Files
foreignthon-docs/docs/dev/architecture.md

5.3 KiB

Architecture

This page describes how foreignthon-core works internally.


Pipeline

source.xx.py
     │
     ▼
_check_shebang()        ← reads "# foreignthon: xx" if present
     │
     ▼
load_pack(lang_code)    ← discovers + validates the JSON pack
     │
     ▼
_apply_postfix_syntax() ← rewrites "expr @@keyword:" lines
     │
     ▼
_swap_tokens()          ← tokenizer pass: replaces NAME tokens
     │
     ▼
standard Python string  ← ready to compile or write to disk

Module overview

Module Responsibility
transpiler.py The engine — postfix rewriter and tokenizer pass
pack.py Pack discovery, loading, and validation
cli.py Click commands (fpy run, fpy compile, etc.)
errors.py Bilingual exception hook
template.json Canonical set of all keywords/builtins a pack must cover

Tokenizer-based translation

ForeignThon uses Python's standard tokenize module rather than regex or AST manipulation.

tokenize.generate_tokens() splits source code into typed tokens.
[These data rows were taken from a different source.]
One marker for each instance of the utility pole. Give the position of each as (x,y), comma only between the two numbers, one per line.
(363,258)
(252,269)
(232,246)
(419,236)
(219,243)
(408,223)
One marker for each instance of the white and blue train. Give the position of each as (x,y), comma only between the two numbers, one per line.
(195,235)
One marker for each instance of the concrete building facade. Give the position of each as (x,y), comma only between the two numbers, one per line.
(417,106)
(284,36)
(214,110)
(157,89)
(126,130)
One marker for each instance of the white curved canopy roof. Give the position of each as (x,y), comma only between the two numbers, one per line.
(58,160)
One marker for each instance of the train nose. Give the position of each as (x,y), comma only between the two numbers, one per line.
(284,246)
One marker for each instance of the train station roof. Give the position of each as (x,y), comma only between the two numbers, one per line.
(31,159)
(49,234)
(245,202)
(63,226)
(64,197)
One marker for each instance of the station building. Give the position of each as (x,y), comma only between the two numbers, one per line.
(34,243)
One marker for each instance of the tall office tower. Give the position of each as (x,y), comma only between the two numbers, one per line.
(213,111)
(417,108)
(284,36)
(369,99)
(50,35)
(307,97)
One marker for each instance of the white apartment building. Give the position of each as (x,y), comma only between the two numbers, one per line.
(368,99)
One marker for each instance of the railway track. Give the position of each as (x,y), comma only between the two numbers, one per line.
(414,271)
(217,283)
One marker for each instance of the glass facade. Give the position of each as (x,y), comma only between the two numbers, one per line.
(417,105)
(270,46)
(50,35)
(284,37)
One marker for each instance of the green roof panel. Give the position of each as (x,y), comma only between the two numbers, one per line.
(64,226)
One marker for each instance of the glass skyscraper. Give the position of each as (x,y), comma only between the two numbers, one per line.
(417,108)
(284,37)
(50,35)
ForeignThon only looks at NAME tokens — identifiers. It replaces any NAME token whose string appears as a key in the active pack mapping. All other token types (strings, comments, operators, numbers) pass through unchanged.

This gives three important guarantees:

  1. Strings are safe. A keyword inside "..." or f"..." is a STRING token, never a NAME — it is never touched.
  2. Comments are safe. Comment tokens are passed through verbatim.
  3. Variable names are safe. A variable like si_condition contains si only as a substring; as a NAME token it is si_condition, which is not in the mapping.

The whitespace between tokens is preserved by tracking (row, col) positions and copying the gaps from the original source.


Pack discovery

Language packs register themselves using Python entry points:

# in foreignthon-es/pyproject.toml
[project.entry-points."foreignthon.langs"]
es = "foreignthon_es"

pack.py calls importlib.metadata.entry_points(group="foreignthon.langs") at runtime to discover all installed packs. Installing a pack is sufficient — no configuration file needs to be edited.

Each pack module must expose:

def get_pack_path() -> Path:
    return files(__name__) / "xx.json"

The core calls get_pack_path() to locate the JSON, loads it, and validates that all required sections are present.

Results are cached with @lru_cache so each pack is loaded at most once per process.


Pack mapping

Four sections of the JSON are merged into a single flat dict for translation:

mapping = {}
mapping.update(pack["keywords"])
mapping.update(pack["builtins"])
mapping.update(pack["exceptions"])
mapping.update(pack["stdlib"])

The merged mapping is { foreign_word: english_word }. It is passed directly to _swap_tokens().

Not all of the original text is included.